What goes on the list of personally and socially valuable traits is contentious, but there is consensus on some traits. Psychopathy is not a trait there is a reason to preserve, or to select for. We should support selecting against it, just as we should support preventing disease.
Genetic selection should be supported to have children who will have better lives, not merely healthier lives. It ought to be a priority.

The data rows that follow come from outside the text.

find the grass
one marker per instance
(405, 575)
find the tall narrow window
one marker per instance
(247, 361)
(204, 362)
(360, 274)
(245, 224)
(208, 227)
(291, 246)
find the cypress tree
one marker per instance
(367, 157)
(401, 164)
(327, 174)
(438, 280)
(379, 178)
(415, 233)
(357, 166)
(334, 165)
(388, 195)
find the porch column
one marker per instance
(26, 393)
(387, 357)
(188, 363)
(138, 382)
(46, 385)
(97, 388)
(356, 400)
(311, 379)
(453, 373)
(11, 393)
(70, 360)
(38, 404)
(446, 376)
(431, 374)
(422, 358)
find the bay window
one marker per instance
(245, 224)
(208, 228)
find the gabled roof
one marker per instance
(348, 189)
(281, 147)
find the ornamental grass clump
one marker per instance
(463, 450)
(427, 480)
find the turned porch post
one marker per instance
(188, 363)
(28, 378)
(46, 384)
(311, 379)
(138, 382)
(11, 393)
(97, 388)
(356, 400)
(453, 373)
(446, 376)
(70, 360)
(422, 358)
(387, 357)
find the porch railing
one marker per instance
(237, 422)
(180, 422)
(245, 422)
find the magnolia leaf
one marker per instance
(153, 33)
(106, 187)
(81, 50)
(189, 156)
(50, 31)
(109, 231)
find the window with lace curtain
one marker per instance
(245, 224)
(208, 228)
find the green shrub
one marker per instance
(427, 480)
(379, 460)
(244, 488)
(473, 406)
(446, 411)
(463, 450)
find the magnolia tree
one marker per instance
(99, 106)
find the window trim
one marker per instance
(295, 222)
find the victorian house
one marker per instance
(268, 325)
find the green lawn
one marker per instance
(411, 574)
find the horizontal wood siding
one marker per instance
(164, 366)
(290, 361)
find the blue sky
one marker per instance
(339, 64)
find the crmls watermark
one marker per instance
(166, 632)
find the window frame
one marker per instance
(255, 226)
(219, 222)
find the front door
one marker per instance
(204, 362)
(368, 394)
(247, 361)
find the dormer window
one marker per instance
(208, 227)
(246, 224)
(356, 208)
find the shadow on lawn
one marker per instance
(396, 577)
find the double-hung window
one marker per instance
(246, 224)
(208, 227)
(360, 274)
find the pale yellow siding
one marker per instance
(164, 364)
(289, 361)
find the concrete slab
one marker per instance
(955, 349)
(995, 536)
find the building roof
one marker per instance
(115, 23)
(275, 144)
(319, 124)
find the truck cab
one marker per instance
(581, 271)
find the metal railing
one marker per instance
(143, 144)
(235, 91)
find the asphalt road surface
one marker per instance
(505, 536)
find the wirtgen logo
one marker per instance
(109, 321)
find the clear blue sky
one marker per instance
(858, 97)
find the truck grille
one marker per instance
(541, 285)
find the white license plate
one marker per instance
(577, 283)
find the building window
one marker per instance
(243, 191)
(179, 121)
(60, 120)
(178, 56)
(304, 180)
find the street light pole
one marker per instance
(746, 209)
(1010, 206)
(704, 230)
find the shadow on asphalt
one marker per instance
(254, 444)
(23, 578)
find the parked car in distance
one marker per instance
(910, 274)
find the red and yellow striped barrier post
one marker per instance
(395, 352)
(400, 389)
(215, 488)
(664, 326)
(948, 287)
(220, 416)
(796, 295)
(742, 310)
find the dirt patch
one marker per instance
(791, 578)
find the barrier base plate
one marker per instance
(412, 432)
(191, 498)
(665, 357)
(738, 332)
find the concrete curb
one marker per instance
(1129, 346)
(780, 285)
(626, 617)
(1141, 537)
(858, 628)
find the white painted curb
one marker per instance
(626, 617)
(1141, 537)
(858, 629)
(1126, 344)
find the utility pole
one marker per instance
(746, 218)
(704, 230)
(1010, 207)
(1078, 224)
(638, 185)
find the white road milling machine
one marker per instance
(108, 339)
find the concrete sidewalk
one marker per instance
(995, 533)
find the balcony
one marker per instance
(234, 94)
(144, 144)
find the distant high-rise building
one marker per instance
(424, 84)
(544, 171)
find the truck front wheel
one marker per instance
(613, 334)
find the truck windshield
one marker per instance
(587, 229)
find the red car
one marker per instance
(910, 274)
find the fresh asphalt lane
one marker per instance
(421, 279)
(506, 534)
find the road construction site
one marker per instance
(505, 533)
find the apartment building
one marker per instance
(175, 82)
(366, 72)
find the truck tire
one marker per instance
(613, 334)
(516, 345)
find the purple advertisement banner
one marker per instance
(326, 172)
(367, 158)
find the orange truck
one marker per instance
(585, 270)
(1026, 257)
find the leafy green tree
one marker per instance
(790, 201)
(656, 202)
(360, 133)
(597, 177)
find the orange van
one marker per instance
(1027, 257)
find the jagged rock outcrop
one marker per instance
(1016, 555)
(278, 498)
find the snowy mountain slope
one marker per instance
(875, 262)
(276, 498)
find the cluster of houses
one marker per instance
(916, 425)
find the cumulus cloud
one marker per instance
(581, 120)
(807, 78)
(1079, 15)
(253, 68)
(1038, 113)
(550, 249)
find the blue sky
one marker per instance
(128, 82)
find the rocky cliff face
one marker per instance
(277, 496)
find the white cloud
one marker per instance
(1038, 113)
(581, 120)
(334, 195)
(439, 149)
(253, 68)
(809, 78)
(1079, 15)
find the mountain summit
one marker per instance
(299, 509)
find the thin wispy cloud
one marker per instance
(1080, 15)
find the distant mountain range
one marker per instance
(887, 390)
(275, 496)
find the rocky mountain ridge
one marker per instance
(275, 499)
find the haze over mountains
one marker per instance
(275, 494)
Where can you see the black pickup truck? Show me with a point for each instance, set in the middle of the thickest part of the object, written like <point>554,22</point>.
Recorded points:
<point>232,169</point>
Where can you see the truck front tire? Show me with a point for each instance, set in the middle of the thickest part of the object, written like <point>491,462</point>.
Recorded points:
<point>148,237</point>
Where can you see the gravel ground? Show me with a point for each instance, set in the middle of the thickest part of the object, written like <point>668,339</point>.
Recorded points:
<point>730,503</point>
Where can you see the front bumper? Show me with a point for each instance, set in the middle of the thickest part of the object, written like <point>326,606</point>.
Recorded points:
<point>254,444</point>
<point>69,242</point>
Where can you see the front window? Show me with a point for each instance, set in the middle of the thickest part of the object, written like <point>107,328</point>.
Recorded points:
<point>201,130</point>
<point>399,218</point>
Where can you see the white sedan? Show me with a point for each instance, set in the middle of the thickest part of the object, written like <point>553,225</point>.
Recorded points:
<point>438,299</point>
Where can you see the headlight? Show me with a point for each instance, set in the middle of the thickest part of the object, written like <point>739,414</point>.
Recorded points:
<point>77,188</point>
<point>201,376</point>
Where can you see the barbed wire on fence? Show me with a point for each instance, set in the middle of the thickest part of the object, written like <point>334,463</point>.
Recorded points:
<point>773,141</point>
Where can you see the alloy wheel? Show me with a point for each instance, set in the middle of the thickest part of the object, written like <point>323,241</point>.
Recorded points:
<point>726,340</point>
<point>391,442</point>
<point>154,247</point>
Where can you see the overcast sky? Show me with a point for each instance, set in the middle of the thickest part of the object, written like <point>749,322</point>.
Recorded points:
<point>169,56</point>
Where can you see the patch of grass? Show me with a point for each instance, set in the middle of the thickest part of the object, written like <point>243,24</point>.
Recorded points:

Now that whole genome analysis is becoming cheap and widely available, it ought to be employed where IVF is already being used for infertility or avoiding genetic disease. But should we lift laws that prevent access to IVF for healthy couples?
Should the state support genetic selection where there is not a high risk of genetic disease or infertility? The answer to this question will depend on just how much genetic selection is capable of adding to the quality of the lives of the next generation or the benefits to future society.
At present, most complex traits like intelligence have many genes contributing. When only 20 embryos are produced, it is not possible to select across a large number of genes. For this reason, genetic selection is unlikely to be cost-effective when dealing with polygenic traits.
Nonetheless, laws banning such genetic selection ought to be lifted. And if technologies that amplify genetic selection for polygenic traits become available, perhaps the state ought to provide these.
Including the value of new people in our moral and economic thinking would cause us in many cases to give greater economic support to IVF and genetic selection than we currently do.